Жена?.. Нынче только он говорил с князем Чеченским. У князя Чеченского была жена и семья – взрослые пажи дети, и была другая, незаконная семья, от которой тоже были дети. Хотя первая семья тоже была хороша, князь Чеченский чувствовал себя счастливее во второй семье. И он возил своего старшего сына во вторую семью и рассказывал Степану Аркадьичу, что он находит это полезным и развивающим для сына. Что бы на это сказали в Москве?
Дети? В Петербурге дети не мешали жить отцам. Дети воспитывались в заведениях, и не было этого, распространяющегося в Москве – Львов, например, – дикого понятия, что детям всю роскошь жизни, а родителям один труд и заботы. Здесь понимали, что человек обязан жить для себя, как должен жить образованный человек.
Служба? Служба здесь тоже была не та упорная, безнадежная лямка, которую тянули в Москве; здесь был интерес в службе. Встреча, услуга, меткое слово, уменье представлять в лицах разные штуки – и человек вдруг делал карьеру, как Брянцев, которого вчера встретил Степан Аркадьич и который был первый сановник теперь. Эта служба имела интерес.

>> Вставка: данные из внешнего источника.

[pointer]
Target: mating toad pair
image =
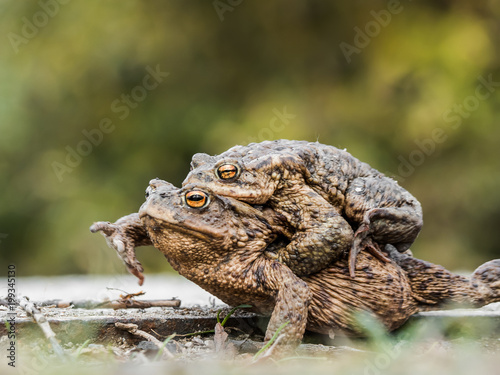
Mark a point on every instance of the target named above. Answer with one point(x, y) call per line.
point(270, 224)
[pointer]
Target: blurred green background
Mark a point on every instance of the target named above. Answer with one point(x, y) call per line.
point(401, 85)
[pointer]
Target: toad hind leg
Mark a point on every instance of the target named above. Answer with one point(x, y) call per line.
point(386, 214)
point(433, 285)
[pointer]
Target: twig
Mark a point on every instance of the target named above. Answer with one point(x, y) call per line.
point(123, 303)
point(42, 322)
point(274, 340)
point(134, 330)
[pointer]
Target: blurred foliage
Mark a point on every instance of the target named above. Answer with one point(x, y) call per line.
point(228, 77)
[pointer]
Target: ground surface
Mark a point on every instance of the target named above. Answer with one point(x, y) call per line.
point(458, 341)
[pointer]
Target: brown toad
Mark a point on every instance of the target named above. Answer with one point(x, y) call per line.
point(220, 244)
point(321, 191)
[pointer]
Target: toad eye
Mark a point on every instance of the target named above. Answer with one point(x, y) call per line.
point(196, 199)
point(149, 190)
point(227, 171)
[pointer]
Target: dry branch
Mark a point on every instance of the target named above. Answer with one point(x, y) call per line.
point(42, 322)
point(124, 303)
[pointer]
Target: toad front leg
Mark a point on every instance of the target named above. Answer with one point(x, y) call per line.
point(268, 286)
point(322, 234)
point(124, 236)
point(387, 214)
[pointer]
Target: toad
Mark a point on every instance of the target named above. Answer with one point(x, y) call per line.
point(222, 244)
point(322, 192)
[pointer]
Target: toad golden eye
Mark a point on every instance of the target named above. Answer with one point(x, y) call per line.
point(196, 199)
point(227, 171)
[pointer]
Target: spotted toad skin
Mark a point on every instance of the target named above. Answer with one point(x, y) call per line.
point(335, 203)
point(222, 245)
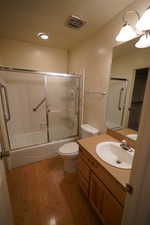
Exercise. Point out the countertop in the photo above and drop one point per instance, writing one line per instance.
(89, 144)
(126, 131)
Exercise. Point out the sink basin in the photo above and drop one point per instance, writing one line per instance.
(132, 136)
(113, 154)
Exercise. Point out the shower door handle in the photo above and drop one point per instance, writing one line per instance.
(120, 98)
(6, 114)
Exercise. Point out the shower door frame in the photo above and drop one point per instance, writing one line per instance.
(46, 74)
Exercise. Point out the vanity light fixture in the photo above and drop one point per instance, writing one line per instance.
(42, 36)
(142, 27)
(144, 41)
(143, 23)
(127, 32)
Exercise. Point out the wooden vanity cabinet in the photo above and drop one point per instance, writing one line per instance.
(101, 197)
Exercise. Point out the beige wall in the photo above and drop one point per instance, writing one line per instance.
(25, 55)
(125, 65)
(94, 56)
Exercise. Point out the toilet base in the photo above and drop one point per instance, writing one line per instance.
(70, 165)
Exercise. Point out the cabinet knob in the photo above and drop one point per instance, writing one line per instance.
(129, 188)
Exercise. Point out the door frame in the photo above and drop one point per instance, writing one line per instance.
(137, 206)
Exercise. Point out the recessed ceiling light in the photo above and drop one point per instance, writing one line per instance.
(42, 36)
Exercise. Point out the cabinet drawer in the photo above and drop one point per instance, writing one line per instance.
(83, 169)
(111, 210)
(84, 185)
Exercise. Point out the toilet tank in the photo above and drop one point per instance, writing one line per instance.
(87, 130)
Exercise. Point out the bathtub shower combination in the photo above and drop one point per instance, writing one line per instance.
(38, 109)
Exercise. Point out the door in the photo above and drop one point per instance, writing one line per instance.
(116, 103)
(135, 109)
(63, 107)
(96, 194)
(5, 207)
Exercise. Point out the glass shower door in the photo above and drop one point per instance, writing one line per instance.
(62, 107)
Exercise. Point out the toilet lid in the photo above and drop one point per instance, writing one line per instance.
(69, 148)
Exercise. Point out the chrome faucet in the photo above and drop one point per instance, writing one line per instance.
(125, 145)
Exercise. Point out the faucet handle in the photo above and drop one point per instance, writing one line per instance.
(124, 142)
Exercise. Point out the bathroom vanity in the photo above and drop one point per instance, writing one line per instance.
(103, 184)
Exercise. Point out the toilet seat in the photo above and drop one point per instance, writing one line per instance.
(71, 148)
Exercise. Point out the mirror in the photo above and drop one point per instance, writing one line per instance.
(129, 73)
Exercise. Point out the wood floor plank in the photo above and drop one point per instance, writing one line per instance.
(42, 194)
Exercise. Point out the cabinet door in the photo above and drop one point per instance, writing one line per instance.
(111, 210)
(96, 194)
(83, 169)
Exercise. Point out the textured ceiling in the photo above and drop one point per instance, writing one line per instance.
(23, 19)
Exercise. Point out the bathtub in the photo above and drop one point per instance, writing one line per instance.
(37, 152)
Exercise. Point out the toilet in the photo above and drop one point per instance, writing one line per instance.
(69, 152)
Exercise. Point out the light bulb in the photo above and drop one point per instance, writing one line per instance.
(126, 33)
(143, 42)
(42, 36)
(144, 22)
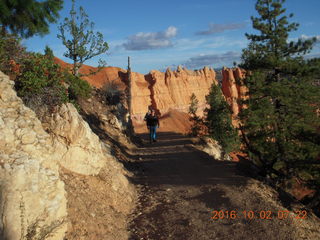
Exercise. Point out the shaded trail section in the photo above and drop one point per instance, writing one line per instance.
(181, 187)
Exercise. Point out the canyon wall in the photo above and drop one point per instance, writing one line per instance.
(233, 90)
(164, 91)
(33, 198)
(170, 91)
(32, 195)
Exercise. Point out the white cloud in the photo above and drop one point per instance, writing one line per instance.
(219, 28)
(151, 40)
(202, 60)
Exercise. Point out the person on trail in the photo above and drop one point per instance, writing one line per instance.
(153, 124)
(147, 115)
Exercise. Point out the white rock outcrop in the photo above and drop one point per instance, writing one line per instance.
(76, 146)
(32, 200)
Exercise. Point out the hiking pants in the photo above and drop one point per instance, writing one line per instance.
(153, 134)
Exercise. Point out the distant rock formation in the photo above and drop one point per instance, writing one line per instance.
(173, 89)
(234, 90)
(164, 91)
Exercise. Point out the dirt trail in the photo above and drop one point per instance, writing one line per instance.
(180, 187)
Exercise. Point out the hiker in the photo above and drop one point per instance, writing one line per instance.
(153, 124)
(147, 115)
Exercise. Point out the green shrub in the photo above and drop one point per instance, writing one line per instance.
(112, 93)
(77, 87)
(40, 82)
(11, 55)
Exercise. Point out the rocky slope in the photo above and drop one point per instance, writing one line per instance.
(45, 174)
(33, 198)
(233, 91)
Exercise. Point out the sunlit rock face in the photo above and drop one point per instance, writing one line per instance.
(234, 90)
(32, 194)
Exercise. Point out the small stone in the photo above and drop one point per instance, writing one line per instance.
(28, 138)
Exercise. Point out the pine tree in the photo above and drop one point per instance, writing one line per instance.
(194, 118)
(218, 121)
(48, 52)
(28, 17)
(279, 127)
(84, 44)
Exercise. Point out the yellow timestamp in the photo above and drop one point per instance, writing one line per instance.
(263, 214)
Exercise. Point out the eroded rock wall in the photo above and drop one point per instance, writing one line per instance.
(33, 199)
(234, 90)
(172, 90)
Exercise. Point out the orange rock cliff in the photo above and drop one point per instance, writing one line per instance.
(233, 91)
(171, 90)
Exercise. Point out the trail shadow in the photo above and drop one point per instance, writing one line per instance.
(170, 162)
(95, 125)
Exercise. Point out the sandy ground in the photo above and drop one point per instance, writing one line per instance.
(185, 194)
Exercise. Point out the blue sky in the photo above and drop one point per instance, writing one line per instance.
(192, 33)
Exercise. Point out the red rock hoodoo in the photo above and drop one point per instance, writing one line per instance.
(233, 91)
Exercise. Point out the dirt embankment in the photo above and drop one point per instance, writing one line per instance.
(185, 194)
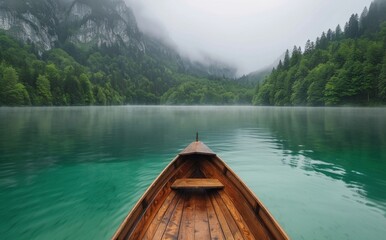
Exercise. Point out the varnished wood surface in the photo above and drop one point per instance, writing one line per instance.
(197, 183)
(197, 148)
(198, 214)
(198, 196)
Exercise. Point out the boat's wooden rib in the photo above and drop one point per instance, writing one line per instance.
(198, 196)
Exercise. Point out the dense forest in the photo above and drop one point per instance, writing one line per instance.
(102, 76)
(344, 66)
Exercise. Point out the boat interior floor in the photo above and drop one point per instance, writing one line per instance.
(198, 214)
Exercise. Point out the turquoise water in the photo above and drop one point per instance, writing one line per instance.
(74, 173)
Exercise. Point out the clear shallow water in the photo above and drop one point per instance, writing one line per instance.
(74, 173)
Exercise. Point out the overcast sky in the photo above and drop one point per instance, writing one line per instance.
(249, 34)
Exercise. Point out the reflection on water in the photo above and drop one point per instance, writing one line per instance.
(76, 172)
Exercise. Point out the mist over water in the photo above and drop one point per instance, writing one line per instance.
(76, 172)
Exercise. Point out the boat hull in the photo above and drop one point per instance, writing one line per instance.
(229, 212)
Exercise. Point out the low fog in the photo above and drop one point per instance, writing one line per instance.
(248, 34)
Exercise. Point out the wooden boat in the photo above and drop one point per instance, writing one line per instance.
(197, 196)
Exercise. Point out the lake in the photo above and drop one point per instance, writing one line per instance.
(75, 172)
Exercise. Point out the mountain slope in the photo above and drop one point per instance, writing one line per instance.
(81, 52)
(340, 67)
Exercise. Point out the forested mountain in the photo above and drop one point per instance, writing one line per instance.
(82, 52)
(343, 66)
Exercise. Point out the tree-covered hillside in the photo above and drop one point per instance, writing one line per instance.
(344, 66)
(102, 76)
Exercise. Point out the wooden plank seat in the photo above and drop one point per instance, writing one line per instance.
(197, 183)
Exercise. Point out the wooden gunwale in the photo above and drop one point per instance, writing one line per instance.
(253, 201)
(230, 212)
(138, 209)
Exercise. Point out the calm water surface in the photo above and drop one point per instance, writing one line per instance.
(75, 173)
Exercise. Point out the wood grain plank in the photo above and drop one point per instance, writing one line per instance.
(201, 222)
(228, 217)
(149, 233)
(173, 227)
(221, 219)
(195, 183)
(243, 227)
(187, 221)
(216, 232)
(186, 169)
(166, 218)
(254, 223)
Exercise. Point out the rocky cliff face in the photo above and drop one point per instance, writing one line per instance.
(52, 23)
(46, 23)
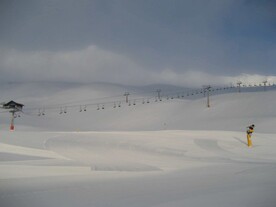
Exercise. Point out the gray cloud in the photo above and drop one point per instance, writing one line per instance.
(216, 37)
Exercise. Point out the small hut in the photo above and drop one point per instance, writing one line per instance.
(13, 107)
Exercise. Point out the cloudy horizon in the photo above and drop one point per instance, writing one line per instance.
(184, 43)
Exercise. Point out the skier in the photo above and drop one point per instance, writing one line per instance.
(250, 130)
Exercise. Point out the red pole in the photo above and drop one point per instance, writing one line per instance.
(12, 122)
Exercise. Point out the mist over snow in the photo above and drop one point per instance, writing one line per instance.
(174, 152)
(114, 109)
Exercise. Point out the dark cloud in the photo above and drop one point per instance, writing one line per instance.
(222, 37)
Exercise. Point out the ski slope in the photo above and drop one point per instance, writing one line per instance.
(167, 154)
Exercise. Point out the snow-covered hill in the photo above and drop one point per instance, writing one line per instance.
(230, 111)
(169, 153)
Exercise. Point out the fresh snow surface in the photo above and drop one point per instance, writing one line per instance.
(166, 154)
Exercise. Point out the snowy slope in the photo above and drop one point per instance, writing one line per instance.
(176, 152)
(232, 111)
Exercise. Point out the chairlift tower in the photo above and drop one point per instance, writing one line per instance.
(158, 94)
(126, 95)
(239, 86)
(207, 89)
(265, 82)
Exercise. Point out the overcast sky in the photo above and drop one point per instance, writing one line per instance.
(138, 42)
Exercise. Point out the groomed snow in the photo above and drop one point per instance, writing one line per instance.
(166, 154)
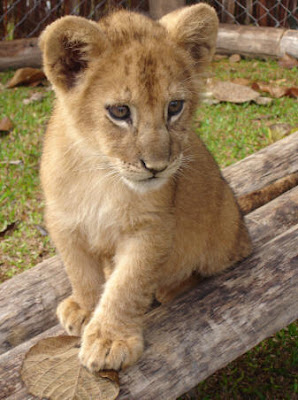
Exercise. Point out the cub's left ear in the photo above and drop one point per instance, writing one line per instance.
(195, 28)
(68, 45)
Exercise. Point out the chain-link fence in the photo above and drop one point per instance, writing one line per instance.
(27, 18)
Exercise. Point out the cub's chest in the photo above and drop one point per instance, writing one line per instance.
(103, 224)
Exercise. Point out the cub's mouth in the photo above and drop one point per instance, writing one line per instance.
(143, 181)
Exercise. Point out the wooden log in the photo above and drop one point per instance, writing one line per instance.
(255, 41)
(264, 167)
(37, 292)
(265, 224)
(203, 330)
(19, 54)
(158, 8)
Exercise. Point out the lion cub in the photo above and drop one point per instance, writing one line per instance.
(134, 202)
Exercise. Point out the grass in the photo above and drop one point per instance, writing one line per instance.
(230, 131)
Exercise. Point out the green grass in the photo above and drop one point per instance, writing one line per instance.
(20, 194)
(231, 132)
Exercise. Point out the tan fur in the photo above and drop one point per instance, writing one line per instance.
(122, 236)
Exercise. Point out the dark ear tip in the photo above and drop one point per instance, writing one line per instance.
(68, 44)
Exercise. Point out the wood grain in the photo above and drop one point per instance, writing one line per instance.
(37, 292)
(264, 167)
(205, 329)
(267, 224)
(252, 41)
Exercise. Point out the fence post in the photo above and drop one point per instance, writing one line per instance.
(158, 8)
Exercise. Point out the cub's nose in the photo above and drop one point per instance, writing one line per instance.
(155, 166)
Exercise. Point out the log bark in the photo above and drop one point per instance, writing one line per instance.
(37, 292)
(158, 8)
(202, 331)
(264, 167)
(254, 41)
(19, 54)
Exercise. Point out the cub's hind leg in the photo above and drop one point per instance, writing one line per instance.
(86, 276)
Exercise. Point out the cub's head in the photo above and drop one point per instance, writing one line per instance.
(128, 86)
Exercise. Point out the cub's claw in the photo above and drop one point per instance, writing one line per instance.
(72, 317)
(99, 352)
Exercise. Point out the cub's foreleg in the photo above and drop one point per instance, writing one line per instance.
(113, 338)
(86, 277)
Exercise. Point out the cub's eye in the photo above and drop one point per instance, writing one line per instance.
(119, 112)
(175, 107)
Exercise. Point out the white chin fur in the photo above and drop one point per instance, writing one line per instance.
(144, 186)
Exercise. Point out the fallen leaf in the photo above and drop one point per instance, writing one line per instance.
(232, 92)
(27, 77)
(38, 96)
(263, 101)
(12, 162)
(293, 92)
(242, 81)
(234, 58)
(52, 370)
(278, 131)
(262, 117)
(9, 228)
(42, 230)
(6, 125)
(274, 91)
(288, 62)
(219, 57)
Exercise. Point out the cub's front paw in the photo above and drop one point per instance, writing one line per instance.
(72, 317)
(101, 350)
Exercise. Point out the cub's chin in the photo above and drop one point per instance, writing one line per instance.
(143, 186)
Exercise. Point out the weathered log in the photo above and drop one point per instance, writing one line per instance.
(258, 41)
(264, 167)
(37, 292)
(205, 329)
(19, 53)
(270, 221)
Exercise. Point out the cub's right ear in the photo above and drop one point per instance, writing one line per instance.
(68, 45)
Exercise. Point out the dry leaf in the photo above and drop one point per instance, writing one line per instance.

В особенности же петербургский взгляд на денежные дела успокоительно действовал на Степана Аркадьича. Бартнянский, проживающий по крайней мере пятьдесят тысяч по тому train, который он вел, сказал ему об этом вчера замечательное слово.
Перед обедом, разговорившись, Степан Аркадьич сказал Бартнянскому:
– Ты, кажется, близок с Мордвинским; ты мне можешь оказать услугу, скажи ему, пожалуйста, за меня словечко. Есть место, которое бы я хотел занять. Членом агентства…
– Ну, я все равно не запомню… Только что тебе за охота в эти железнодорожные дела с жидами?.. Как хочешь, всетаки гадость!
Степан Аркадьич не сказал ему, что это было живое дело; Бартнянский бы не понял этого.
– Деньги нужны, жить нечем.
– Живешь же?
– Живу, но долги.
– Что ты? Много? – с соболезнованием сказал Бартнянский.
– Очень много, тысяч двадцать.
Бартнянский весело расхохотался.
– О, счастливый человек! – сказал он. – У меня полтора миллиона и ничего нет, и, как видишь, жить еще можно!
И Степан Аркадьич не на одних словах, а на деле видел справедливость этого. У Живахова было триста тысяч долгу и ни копейки за душой, и он жил же, да еще как! Графа Кривцова давно уже все отпели, а он содержал двух. Петровский прожил пять миллионов и жил все точно так же и даже заведовал финансами и получал двадцать тысяч жалованья. Но, кроме этого, Петербург физически приятно действовал на Степана Аркадьича. Он молодил его. В Москве он поглядывал иногда на седину, засыпал после обеда, потягивался, шагом, тяжело дыша, входил на лестницу, скучал с молодыми женщинами, не танцевал на балах. В Петербурге же он всегда чувствовал десять лет с костей.
Он испытывал в Петербурге то же, что говорил ему вчера еще шестидесятилетний князь Облонский, Петр, только что вернувшийся изза границы.